Septembers of Shiraz review – who can overact the most, Salma Hayek or Adrien Brody?

Salma Hayek and Adrien Brody in Septembers of Shiraz.
All tell-don’t-show … Salma Hayek and Adrien Brody in Septembers of Shiraz. Photograph: Handout

Septembers of Shiraz closes with a dedication to all victims of persecution all over the world. That’s a pretty broad brushstroke, so I’ll interpret it to mean that, if you come to a screening, it includes you, too.

This lifeless, by-the-numbers production is an excruciating exercise in cliche and tedium. Its sole joy is in trying to figure out which of its leads is overacting most. Is it Adrien Brody, making crazy-face as the Persian-Jewish jeweller incarcerated by the Revolutionary Guard in 1979 Tehran? Or is it Salma Hayek and her “where in the world is this?” accent, staying home and weeping and fighting with the maid? Director Wayne Blair (The Sapphires) leads them both into histrionics while his inert camera shoots each sequence in as bland a fashion as possible.

It’s the Islamic revolution, which means bad news for a wealthy Jewish family in Iran. After a scene of watching TV and ranting “It’s getting bad!” it suddenly gets bad. Isaac (Brody) is taken from his office by guards and Farnez (Hayek) is not permitted to see him. Not even when she brings her friend and housekeeper, the ubiquitous Shohreh Aghdashloo, to vouch for her.

Isaac faces a masked interrogator who accuses him of having dealings with the Mossad (he doesn’t) and his wife penning propaganda for the decadent west (she dabbled in some travel writing.) The back and forth continues. You will confess! I will not! They torture him mentally, then physically, then, finally, he’s able to get out by liquidating his assets and donating them to the cause.

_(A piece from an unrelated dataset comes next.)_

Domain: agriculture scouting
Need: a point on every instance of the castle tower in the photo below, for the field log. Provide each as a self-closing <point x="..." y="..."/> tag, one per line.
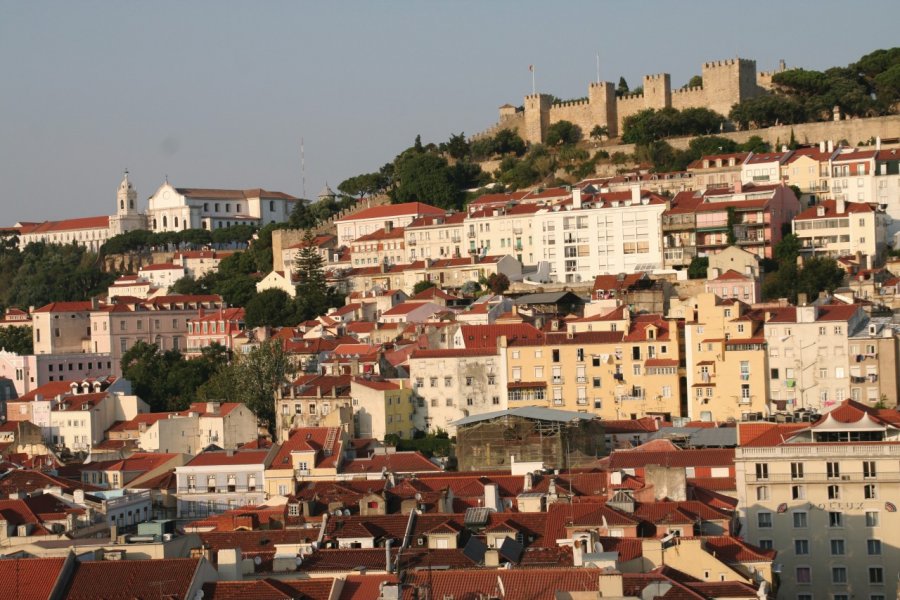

Meanwhile, Farnez has been having trouble with the help. Habibi, as Aghdashloo’s character is called, is maybe letting a little bit of the revolutionary rhetoric get to her. Why does she have to wash toilets while her employer gets to live in luxury? Farnez reminds Habibi that if it weren’t for her hardworking husband, she and her son would still be selling flowers in the street. It’s a pitiful excuse for film-making, all tell-don’t-show. It’s impossible to feel much sympathy for these characters, what with the on-the-nose dialogue and Hayek’s risible accent. The final act of the film tries to put a tiny bit of oomph into the proceedings as Isaac, Farnez and their daughter flee the country, but this comes mostly in the form of absurd McGuffins. There are hidden diamonds; there’s an incriminating letter from the Shah’s wife; there is a lot of running around cut to bombastic music.

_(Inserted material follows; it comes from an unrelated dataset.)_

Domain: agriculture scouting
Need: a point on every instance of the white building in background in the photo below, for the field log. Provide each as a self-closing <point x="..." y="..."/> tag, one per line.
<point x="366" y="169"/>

Septembers of Shiraz opens with a “based on a true story” card and I do not want to make light of this family’s plight, or the persecution of religious faiths, or any other group, by fundamentalist regimes. But as a movie, it’s flabbergasting to me that someone could sit in an editing bay, watch this in full and think “done”. It’s a story about a guy who gets arrested and, after a little while, gets out. Director Wayne Blair never gets us in the head of any of his characters or creates any kind of depth.

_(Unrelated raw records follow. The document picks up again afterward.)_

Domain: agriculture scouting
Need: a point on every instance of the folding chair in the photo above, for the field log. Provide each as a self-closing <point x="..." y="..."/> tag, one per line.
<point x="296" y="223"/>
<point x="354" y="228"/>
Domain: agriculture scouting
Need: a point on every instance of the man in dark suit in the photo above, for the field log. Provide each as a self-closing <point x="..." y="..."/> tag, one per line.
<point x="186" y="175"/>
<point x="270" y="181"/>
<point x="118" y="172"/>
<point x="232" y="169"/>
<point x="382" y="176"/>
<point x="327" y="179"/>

Septembers of Shiraz comes to us at a time of great sabre-rattling against Iran from certain quarters. Its producer is Avi Lerner, whose typical slate includes wretched alpha male action pictures such as The Expendables. I don’t think it is out of line to question why he would choose this as his “prestige picture” to bring to the Toronto international film festival.